The Canadian Radio-television and Telecommunications Commission (CRTC) today failed to fulfill its responsibility to maintain a healthy broadcast system that serves the interests of Canadians.
In its new framework for conventional broadcasting, the CRTC has allowed private broadcasters to negotiate a fair value for their signals with cable and satellite companies, but denied that same right to CBC/Radio-Canada. This is a piecemeal decision that deals with the decline in advertising for private broadcasters but not for CBC/Radio-Canada whose television budgets are 40 to 50 per cent dependent on commercial revenues. The decision recognises the market fragmentation that is harming private conventional broadcasters but is wilfully blind to the fact that CBC/Radio-Canada is subject to the same pressures.
Denying CBC/Radio-Canada access to the same revenue streams as other conventional broadcasters means that the CRTC has accepted that CBC/Radio-Canada’s budget and services should be reduced, and that the services offered by the public broadcaster are less important than those of the private broadcasters.
“The CRTC’s decision defies logic,” said Hubert T. Lacroix, President and CEO of CBC/Radio-Canada. “The Commission wants to save Canadian programming.
CBC/Radio-Canada invests more in Canadian programming than all of the other broadcasters combined. Denying us the same rights held by every other broadcaster in this country means that this supposed solution will not apply to over half of the Canadian content produced and aired in this country – over $650 million last year alone. This will solve the economic problems of private sector players but will not bring the system back into balance. It leaves the player who delivers more than anyone else in the system without a viable business model.”
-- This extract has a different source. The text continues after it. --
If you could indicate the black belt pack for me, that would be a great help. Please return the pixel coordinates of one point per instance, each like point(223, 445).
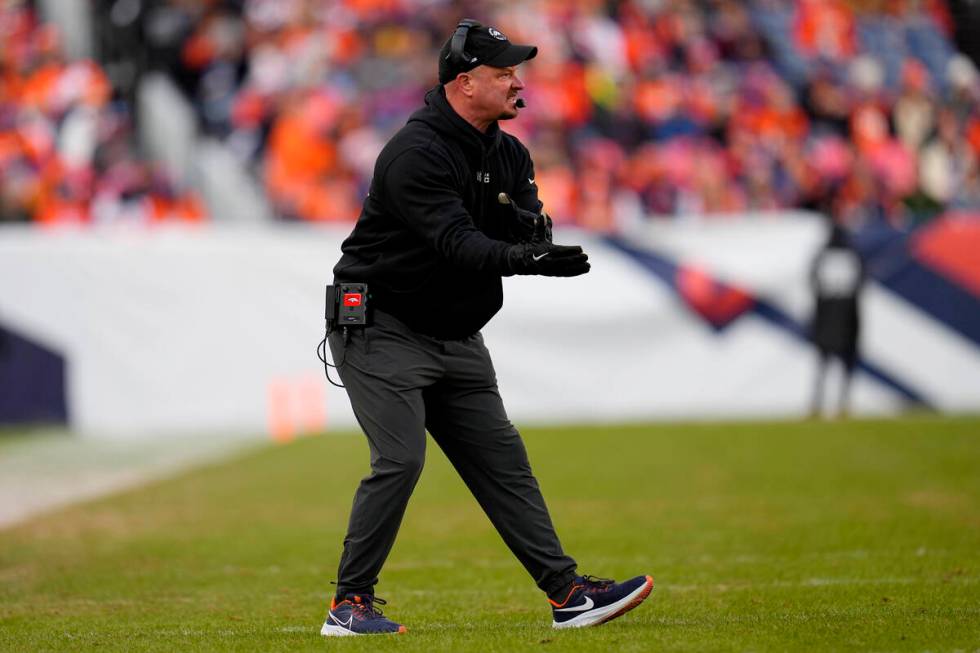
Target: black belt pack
point(348, 305)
Since the advent of television in 1952, successive governments have determined that Canada’s public broadcaster would subsist on a mix of public and commercial revenue. The CRTC has itself encouraged CBC/Radio-Canada to pursue commercial revenues in order to fulfill its mandate and conditions of licence. Like the private broadcasters,
CBC/Radio-Canada is dependent on advertising revenues to provide its services and is being severely affected by a their decline.
“We’ve been evaluating the potential repercussions of a decision like this for several months now,” continued Lacroix. “One thing is clear: this will force us to cut programs and services, and our ability to fulfill our mandate has been compromised. The independent production sector, the cultural community, and the public will all suffer as a consequence. But we need to study the decision in more detail and present a plan of action to our Board before I can share more.”